Eu percebia a insegurança em sua voz. Ela não tinha ninguém na cidade e não queria voltar para o interior com os pais para enfrentar mil perguntas sobre aquela situação.
- Diana, você sabe que pode vir pra cá. Por favor. Venha pra cá. – disse eu.
- Sua namorada não vai gostar disso, Érico. – disse ela.
Eu me sentia confuso. Precisava falar com Antonia. Precisava acolher Diana. Meu coração pulava para todos os lados. Mas insisti:
- Eu estou resolvendo isso. Venha. Eu garanto que vai ficar tudo bem.
Diana era dura na queda, mas ao final, cedeu.
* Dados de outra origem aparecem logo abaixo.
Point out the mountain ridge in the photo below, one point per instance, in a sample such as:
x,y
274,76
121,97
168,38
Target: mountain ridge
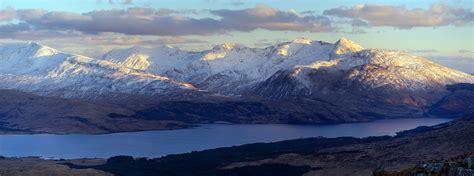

A moça do perfume de flores estava vindo para a minha casa. O perfume estaria ao meu lado o tempo inteiro. Eu sabia que isso seria a minha perdição, mas fiz o que pude para acionar minha razão.
Decidi que usaria toda a força de vontade da qual eu me orgulhava tanto para não permitir que acontecesse nada entre nós enquanto as coisas não estivessem resolvidas com Antonia. Quando Diana chegou, eu estava tentando pela ducentésima vez falar com Antonia. Eu precisava saber se ela estava bem, dentro do que era possível. A falta de notícias dela estava me enlouquecendo. Antonia não me atendeu. Deixei alguns recados em sua caixa postal. Nenhum foi retornado. Eu a recebi com o máximo de indiferença que consegui. O perfume, a voz, tudo tinha um magnetismo perfeito que me puxava para perto, mas eu lutava bravamente e mantinha uma casca de proteção contra ela.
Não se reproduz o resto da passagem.